While the task could serve as a (difficult) assessment task, given the multitude of solution approaches, be wary of using this task to assess any particular standard aligned to this task.

This task was adapted from problem #15 on the 2012 American Mathematics Competition (AMC) 10A Test. For the 2012 AMC 10A, which was taken by 73,703 students, the multiple choice answers for the problem had the following distribution:

Choice Answer Percentage of Answers
(A) ${\frac{1}{6}}$ 6.33
(B)* ${\frac{1}{5}}$ 22.25
(C) ${\frac{2}{9}}$ 8.63
(D) ${\frac{1}{3}}$ 4.29
(E) ${\frac{\sqrt{2}}{4}}$ 10.26
Omit -- 48.22

Of the 73,703 students: 36206, or 49%, were in 10th grade; 25,498 or 35%, were in 9th grade; and the remainder were below than 9th grade.

Solutions

Solution: 1 Using coordinates to calculate area

We begin by placing the three unit squares on an $x$-$y$ coordinate system so that $A$ is the origin and $B = (1,0)$ as pictured below:

Solution_picture_565feef64b880d13f3ab0d18ee58979a

Points $D,E,F$ are labelled in the picture. A linear equation whose solutions are the line $\overleftrightarrow{AE}$ is $y=-\frac{1}{2}x$ since $A = (0,0)$ and $E = (2,-1)$ are both solutions to this linear equation. A linear equation whose solutions are the line $\overleftrightarrow{BF}$ is $y=2x-2$ since $B = (1,0)$ and $F = (0,-2)$ are both solutions to this equation. The point $C$ lies on both of these lines and so the coordinates of $C$ simultaneously solve the two equations. If we solve these equations we find $C=\left(\frac{4}{5},-\frac{2}{5}\right)$. Using $\overline{AB}$ as a base, the altitude of the triangle is $\frac{2}{5}$ since $C$ is $\frac{2}{5}$ below the $x$-axis. So the area of $\triangle ABC$ is $$ \frac{1}{2} \times 1 \times \frac{2}{5} = \frac{1}{5}. $$

Solution: 2 Rigid motions and similarity

We again begin by placing the three unit squares on an $x$-$y$ coordinate system so that $A$ is the origin and $B = (1,0)$, as pictured below:

Solution_picture_565feef64b880d13f3ab0d18ee58979a

We know that $\triangle ABF$ is congruent to $\triangle DEA$ by the SAS criterion: $\angle A$ of $\triangle ABF$ and $\angle D$ of $\triangle DEA$ are right angles while $|AF| = |DA| = 2$ and $|AB| = |DE| = 1$. Looking at the two triangles, one way to show this with a rigid motion, would be to rotate $\triangle ADE$ by 90 degrees, counterclockwise, about $A$: a translation by two units downward then completes the congruence. This means that $\overleftrightarrow{BF}$ meets $\overleftrightarrow{AE}$ at a right angle: the rotation of $\overleftrightarrow{AE}$ by 90 degrees meets $\overleftrightarrow{AE}$ in a right angle at $A$. The translation two units down moves the point of intersection to $C$, but does not affect the angle of intersection. Alternatively, $\angle ABC$ is the same as angle of $ABF$ which is congruent to angle $DEA$. We know $m(\angle DEA) + m(\angle EAD) = 90$ and so $m(\angle ABC) + m(\angle CAB) = 90$ and $\angle BCA$ must be a right angle.
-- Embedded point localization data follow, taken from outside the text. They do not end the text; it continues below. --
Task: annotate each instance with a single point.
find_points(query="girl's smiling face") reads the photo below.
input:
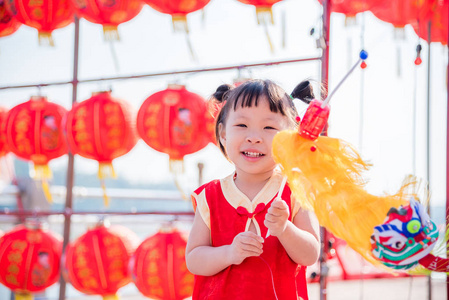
(247, 137)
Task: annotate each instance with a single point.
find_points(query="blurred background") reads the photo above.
(382, 109)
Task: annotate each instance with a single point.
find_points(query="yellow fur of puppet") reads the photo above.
(325, 176)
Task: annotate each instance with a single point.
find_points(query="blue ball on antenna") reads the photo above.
(363, 54)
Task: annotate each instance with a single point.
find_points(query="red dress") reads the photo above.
(227, 212)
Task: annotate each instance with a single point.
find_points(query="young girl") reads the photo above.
(249, 237)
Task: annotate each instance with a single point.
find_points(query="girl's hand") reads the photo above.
(245, 244)
(276, 217)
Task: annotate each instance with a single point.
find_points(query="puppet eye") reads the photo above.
(413, 226)
(398, 245)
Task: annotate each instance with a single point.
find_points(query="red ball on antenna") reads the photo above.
(418, 61)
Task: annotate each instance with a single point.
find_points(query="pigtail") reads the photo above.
(304, 92)
(221, 92)
(216, 103)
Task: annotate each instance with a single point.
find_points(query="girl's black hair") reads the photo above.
(303, 91)
(248, 94)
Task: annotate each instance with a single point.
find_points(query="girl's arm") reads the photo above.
(203, 259)
(300, 238)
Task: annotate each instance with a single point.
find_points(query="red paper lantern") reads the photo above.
(178, 9)
(173, 121)
(29, 260)
(8, 24)
(44, 15)
(101, 128)
(34, 132)
(109, 13)
(3, 143)
(437, 14)
(159, 269)
(96, 263)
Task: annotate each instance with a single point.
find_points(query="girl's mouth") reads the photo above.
(252, 154)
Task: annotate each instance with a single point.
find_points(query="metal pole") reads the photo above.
(447, 155)
(325, 80)
(70, 167)
(429, 278)
(168, 73)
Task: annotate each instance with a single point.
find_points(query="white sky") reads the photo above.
(228, 34)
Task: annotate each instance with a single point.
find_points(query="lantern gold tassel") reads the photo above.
(105, 170)
(111, 297)
(269, 38)
(45, 38)
(264, 17)
(110, 33)
(180, 23)
(27, 296)
(43, 173)
(177, 168)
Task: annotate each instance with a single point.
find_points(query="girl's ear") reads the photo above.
(222, 133)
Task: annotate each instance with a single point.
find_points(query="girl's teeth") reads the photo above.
(253, 154)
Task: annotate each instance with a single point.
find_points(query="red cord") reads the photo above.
(272, 278)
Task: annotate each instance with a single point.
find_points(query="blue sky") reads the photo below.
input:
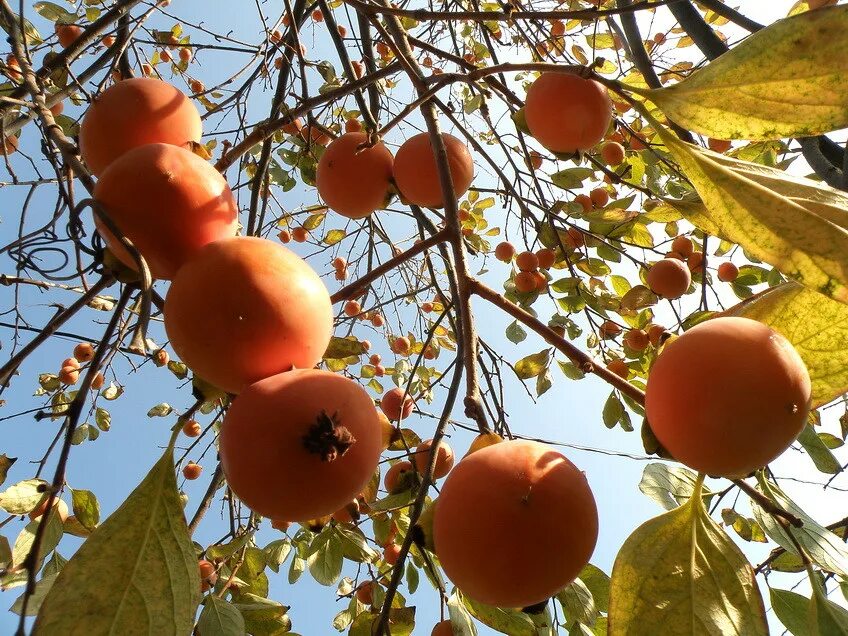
(113, 464)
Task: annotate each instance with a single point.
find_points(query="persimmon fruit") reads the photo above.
(397, 404)
(669, 278)
(727, 272)
(166, 200)
(235, 313)
(527, 261)
(728, 396)
(300, 445)
(132, 113)
(566, 113)
(490, 493)
(416, 174)
(444, 458)
(396, 479)
(353, 178)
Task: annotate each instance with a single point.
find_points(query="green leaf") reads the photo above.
(681, 570)
(571, 178)
(50, 539)
(505, 621)
(826, 618)
(795, 224)
(42, 587)
(21, 498)
(818, 452)
(461, 620)
(54, 12)
(325, 557)
(220, 618)
(822, 546)
(143, 555)
(340, 348)
(86, 508)
(791, 610)
(667, 484)
(598, 583)
(532, 365)
(787, 80)
(815, 325)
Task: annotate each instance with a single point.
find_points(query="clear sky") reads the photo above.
(111, 466)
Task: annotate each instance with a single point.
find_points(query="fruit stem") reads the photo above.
(328, 438)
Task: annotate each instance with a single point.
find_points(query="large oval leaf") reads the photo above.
(815, 325)
(787, 80)
(682, 572)
(795, 224)
(136, 573)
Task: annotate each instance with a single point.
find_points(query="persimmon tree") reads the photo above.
(606, 184)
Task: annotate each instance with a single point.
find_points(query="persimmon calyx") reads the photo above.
(328, 438)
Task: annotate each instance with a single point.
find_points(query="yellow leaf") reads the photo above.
(136, 573)
(795, 224)
(787, 80)
(681, 571)
(815, 325)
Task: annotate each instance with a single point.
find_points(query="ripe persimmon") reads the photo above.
(490, 493)
(192, 471)
(442, 628)
(527, 261)
(192, 428)
(391, 553)
(566, 113)
(417, 176)
(245, 308)
(637, 339)
(504, 251)
(166, 200)
(301, 444)
(132, 113)
(669, 278)
(727, 272)
(397, 404)
(396, 477)
(728, 396)
(353, 178)
(444, 458)
(364, 591)
(546, 258)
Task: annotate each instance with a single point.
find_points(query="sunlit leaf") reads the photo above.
(142, 554)
(681, 570)
(797, 225)
(815, 325)
(787, 80)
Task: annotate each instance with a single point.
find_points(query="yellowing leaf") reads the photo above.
(795, 224)
(787, 80)
(137, 573)
(682, 572)
(815, 325)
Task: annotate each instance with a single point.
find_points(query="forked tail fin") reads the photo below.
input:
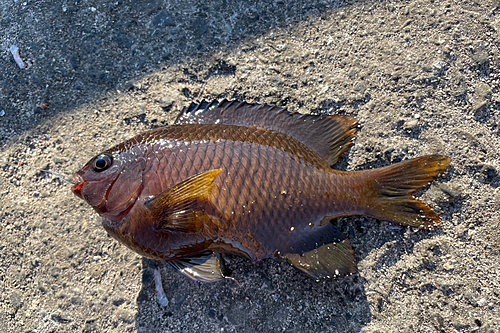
(391, 188)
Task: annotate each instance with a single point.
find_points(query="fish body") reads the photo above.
(247, 179)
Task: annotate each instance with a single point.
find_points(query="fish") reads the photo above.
(253, 180)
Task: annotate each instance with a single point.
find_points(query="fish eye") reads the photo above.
(102, 162)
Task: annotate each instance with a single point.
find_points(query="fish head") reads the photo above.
(111, 182)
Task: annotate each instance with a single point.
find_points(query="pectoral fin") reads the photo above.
(204, 267)
(328, 260)
(183, 207)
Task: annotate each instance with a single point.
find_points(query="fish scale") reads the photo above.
(252, 180)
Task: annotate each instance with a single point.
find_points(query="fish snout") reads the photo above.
(77, 185)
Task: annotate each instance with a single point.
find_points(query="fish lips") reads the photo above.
(77, 185)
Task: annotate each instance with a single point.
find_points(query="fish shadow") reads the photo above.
(270, 297)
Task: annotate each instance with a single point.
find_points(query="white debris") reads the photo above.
(162, 298)
(15, 52)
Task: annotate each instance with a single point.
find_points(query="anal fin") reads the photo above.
(327, 261)
(204, 267)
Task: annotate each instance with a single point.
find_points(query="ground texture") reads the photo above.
(421, 77)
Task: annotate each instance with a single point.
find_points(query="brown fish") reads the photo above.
(253, 180)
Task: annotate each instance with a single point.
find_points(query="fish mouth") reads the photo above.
(77, 185)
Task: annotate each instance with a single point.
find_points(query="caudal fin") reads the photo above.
(391, 190)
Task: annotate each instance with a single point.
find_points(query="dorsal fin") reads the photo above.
(328, 136)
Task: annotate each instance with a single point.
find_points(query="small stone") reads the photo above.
(359, 87)
(410, 123)
(480, 53)
(483, 91)
(448, 266)
(162, 19)
(125, 315)
(16, 301)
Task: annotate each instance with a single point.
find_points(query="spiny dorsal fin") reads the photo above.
(182, 207)
(328, 136)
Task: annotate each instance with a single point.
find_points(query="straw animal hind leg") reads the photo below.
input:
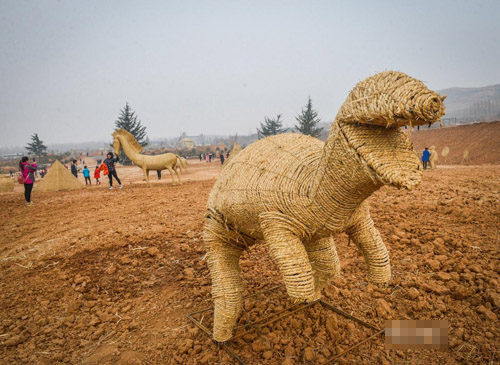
(172, 175)
(146, 175)
(324, 261)
(370, 243)
(284, 237)
(223, 254)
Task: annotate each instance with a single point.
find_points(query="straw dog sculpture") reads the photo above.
(132, 148)
(296, 192)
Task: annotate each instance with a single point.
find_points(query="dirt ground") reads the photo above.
(481, 140)
(101, 277)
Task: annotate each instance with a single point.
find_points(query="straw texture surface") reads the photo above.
(58, 178)
(166, 161)
(392, 99)
(6, 183)
(235, 150)
(295, 193)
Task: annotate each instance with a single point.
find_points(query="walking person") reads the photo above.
(74, 169)
(97, 175)
(425, 157)
(110, 163)
(86, 175)
(27, 177)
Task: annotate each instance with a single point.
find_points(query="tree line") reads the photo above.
(307, 123)
(127, 119)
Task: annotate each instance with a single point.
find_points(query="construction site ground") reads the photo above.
(101, 277)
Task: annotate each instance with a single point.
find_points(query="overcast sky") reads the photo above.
(219, 67)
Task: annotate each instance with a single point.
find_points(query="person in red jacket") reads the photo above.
(28, 174)
(97, 175)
Next we claim that $\triangle ACB$ is similar to $\triangle FAB$. To see why, notice that $\angle A$ is congruent to $\angle F$ because $\triangle DEA$ is congruent ot $\triangle ABF$. We also know that $\angle ACB$ and $\angle FAB$ are right angles (the latter because it is made by coordinate grid lines). By the AA criterion for similarity. $\triangle ACB$ is similar to $\triangle FAB$. We have $|AB|=1$ and $$ |BF|=\sqrt{|AB|^2 + |AF|^2} = \sqrt{5}. $$ So the scale factor used to get from $\triangle ACB$ to $\triangle FAB$ is $\sqrt{5}$. The area of $\triangle FAB$ is $1$ since it is half of a two by one rectangle. Since area grows/shrinks by the square of the scale factor, we know that that $\triangle FAB$ has 5 times the area of $\triangle ACB$. We conclude that the ratio of the area of $\triangle ACB$ to that the area of $\triangle ACB$ is $\frac{1}{5}$.